Why we want to grow up to be nothing like our parents

By Poulomi Das

Growing up, I wanted to be nothing like my parents. I spent a significant part of my teenage years defining myself in opposition to my parents. Yet, over time, the very traits that I disliked about them slowly became my own – and that’s when I truly understood them.

When I was growing up, I was a lot like Christine in Greta Gerwig’s Ladybird. I wanted to get out of my dead-end hometown with the urgency of someone who was living life on the clock. I’d harbour and nurture strange, fanciful aspirations without bothering to reflect on whether I was equipped to realise any of them. And I was ambivalent about who I really wanted to be, conveniently masking my needless rebellion as an attempt to truly find myself. But just like Ladybird, I was unwavering about one thing: I wanted to grow up to be nothing like my parents.

At family gatherings when relatives would pinpoint that I was as introverted as my father or deduce that I must have gotten my obsession with clothes from my mother, I’d laugh it off. Instead, I’d focus on the differences: My mother’s aversion to reading compared to my packed bookshelf. Her melodious voice as compared to my tone-deafness. My father’s love for fish and my tepidness towards it. Or his inability to stay awake beyond 10 pm. I’d use these discrepancies to corroborate that my personality – and by extension, my identity – was distinct from that of my parents. That any genetic rite of passage couldn’t mould my inherent reflexes. And that any trait overlap was merely incidental.

Now that I look back, it seems like a trifling thing for a teenager to be consumed by. But back then, it dictated how I viewed myself. I suppose, most of us spend so many of our waking hours trying to fit in and simultaneously stand out, that we deem it necessary to be in absolute control of our distinctive identities. And we naively assume that the only way to win this inexplicable race to be our own person is if we divorce ourselves from the personalities of our parents. I sure did.

Today, there’s another thing I’m sure about: Even when I become the person my parents could never be, I’ll still end up preserving a bit of them.

So when my eyes showed the first signs of trouble that ended in a trip at the neighbourhood ophthalmologist at the age of 10, I was just bothered by my imperfect vision. Even though, just like my father, I couldn’t read a book that was in front of me without squinting my eyes or make out any word scribbled at a distance. And exactly like him, even my vision declined to warm up to the convenience of contact lenses in the ensuing years; ensuring that I’d count out my life in lost spectacles.

I don’t remember a time when my father didn’t wear glasses. Or a single moment when his utter dependence on reading glasses didn’t irk me. I was perpetually annoyed by him for abruptly cutting innumerable family outings short by misplacing his glasses and sending the rest of us into a frenzy. I was never fond of the chronic visits to the opticians whenever he’d lose yet another pair. And I’d promptly read his perennial reluctance to switch to lenses as a mark of stubbornness.

And yet, over time, these very traits that I disliked about him slowly became my own: My imperfect vision dominates every aspect of my existence; I’ve been to more opticians than on dates; and I’ve ended up losing three pairs of glasses in a span of one month.

In an episode of Modern Family, Claire, a multitasker mom who makes a habit of going to any lengths to prove that she is right, realises that her annoying trademark trait was after all a hand-me-down from her own father. The realisation of unoriginality confounds her. But what engulfs her more is that feeling of belonging that only a parent’s shadow can offer.

What we inherit from our parents is rarely ever tangible. Unlike what we assume, it’s not always things that we can hold on to; or things that serve as reminders of the life they painstakingly built. Like the home my parents bought after years of renting a modest government quarters or the money – scattered in bank accounts, fixed deposits, investments, and insurances – that is a testament to the three decades of my father’s professional perseverance. What our parents pass down to us, always runs deeper and it’s not always the things we admire about them. In my case, it’s every trait of theirs that I didn’t make an effort to understand or tolerate.
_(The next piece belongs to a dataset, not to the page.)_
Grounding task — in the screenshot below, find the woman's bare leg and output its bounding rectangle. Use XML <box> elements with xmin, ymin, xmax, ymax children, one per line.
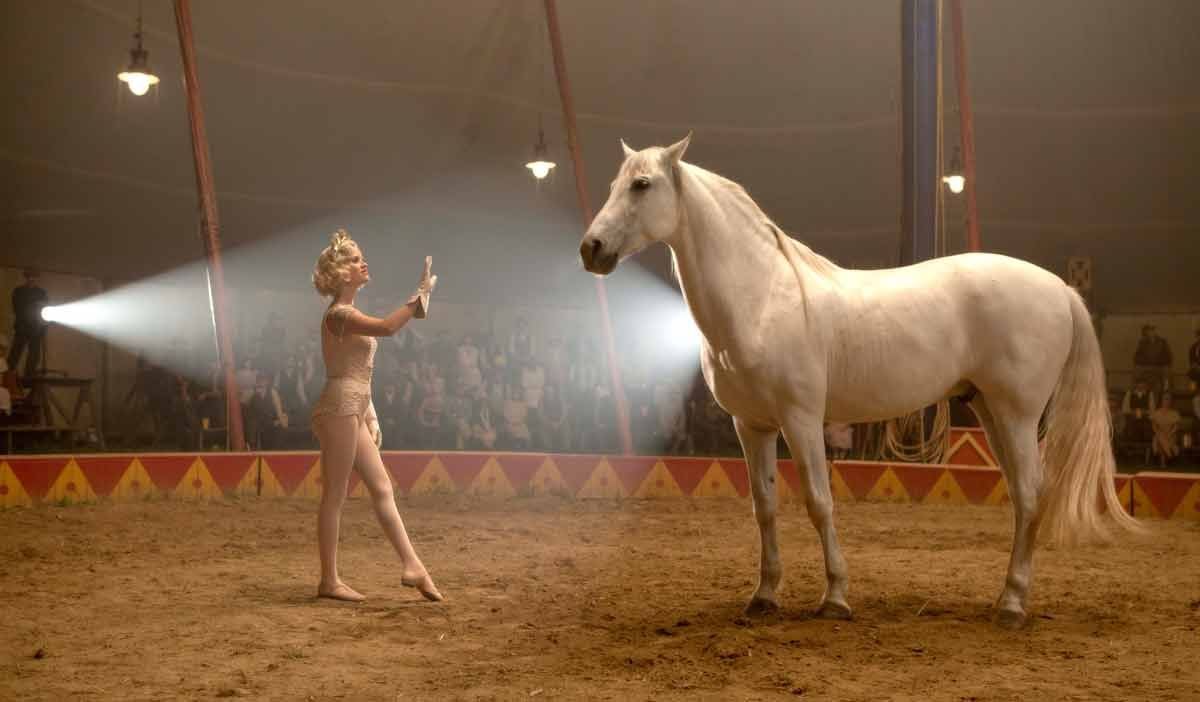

Like Claire, I have my own collection of hand-me-downs: I have inherited my mother’s temper, my father’s carelessness. I overreact like her. And shut down like him. My mother’s lent me her infuriating trait of always wanting to have the last word and my father’s tried to balance it out by letting me have some of his laziness. On any other day, I’d be horrified about these flaws – of turning into my mother or becoming my father’s daughter.

In fact, I’ve spent a large part of my life criticising and fighting these very traits that I now wear on my sleeve. But ever since I’ve moved out and plunged into a life that I had to build from scratch, I realised asserting my independence didn’t have to come at the cost of alienating my parents. As I grow older, I don’t view these inadequacies as a liability – something that needs to be changed or overcome. In me or them. Instead I now see these shared flaws as the bridge that connects me to my parents. That makes me understand them and be kinder to the lives they led. And isn’t that what an inheritance is supposed to do anyway?

Today, there’s another thing I’m sure about: Even when I become the person my parents are not, I’ll still end up preserving a bit of them.